It should be noted that there are no formal definitions for those terms – neither in the JVM specification nor in the Garbage Collection research papers. But on the first glance, building these definitions on top of what we know to be true about Minor GC cleaning Young space should be simple:
- Major GC is cleaning the Old space.
- Full GC is cleaning the entire Heap – both Young and Old spaces.

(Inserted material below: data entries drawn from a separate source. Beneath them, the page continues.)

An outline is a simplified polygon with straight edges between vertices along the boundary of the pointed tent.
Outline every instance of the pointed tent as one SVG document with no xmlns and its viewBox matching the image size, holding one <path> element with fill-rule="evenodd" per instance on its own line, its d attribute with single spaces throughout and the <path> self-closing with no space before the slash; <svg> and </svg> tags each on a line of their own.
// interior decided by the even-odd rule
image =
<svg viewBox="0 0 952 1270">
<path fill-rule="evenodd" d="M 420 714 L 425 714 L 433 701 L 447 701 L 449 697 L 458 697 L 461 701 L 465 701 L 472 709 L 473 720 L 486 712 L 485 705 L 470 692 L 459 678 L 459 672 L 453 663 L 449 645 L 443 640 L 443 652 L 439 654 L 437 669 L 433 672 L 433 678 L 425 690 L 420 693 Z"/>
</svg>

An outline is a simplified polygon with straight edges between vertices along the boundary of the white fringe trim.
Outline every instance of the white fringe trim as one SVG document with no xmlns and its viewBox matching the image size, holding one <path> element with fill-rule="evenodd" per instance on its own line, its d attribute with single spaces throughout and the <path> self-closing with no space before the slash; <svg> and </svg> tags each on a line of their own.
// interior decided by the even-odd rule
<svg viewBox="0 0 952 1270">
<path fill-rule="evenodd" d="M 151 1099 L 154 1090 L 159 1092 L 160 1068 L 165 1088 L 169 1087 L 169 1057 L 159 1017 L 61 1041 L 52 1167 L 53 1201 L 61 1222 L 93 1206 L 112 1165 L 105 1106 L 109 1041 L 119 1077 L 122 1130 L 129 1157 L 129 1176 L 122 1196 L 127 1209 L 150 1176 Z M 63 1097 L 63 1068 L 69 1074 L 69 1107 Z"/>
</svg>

Unfortunately it is a bit more complex and confusing. To start with – many Major GCs are triggered by Minor GCs, so separating the two is impossible in many cases. On the other hand – modern garbage collection algorithms like G1 perform partial garbage cleaning so, again, using the term ‘cleaning’ is only partially correct.
This leads us to the point where instead of worrying about whether the GC is called Major or Full GC, you should focus on finding out whether the GC at hand stopped all the application threads or was able to progress concurrently with the application threads.
This confusion is even built right into the JVM standard tools. What I mean by that is best explained via an example. Let us compare the output of two different tools tracing the GC on a JVM running with Concurrent Mark and Sweep collector (-XX:+UseConcMarkSweepGC)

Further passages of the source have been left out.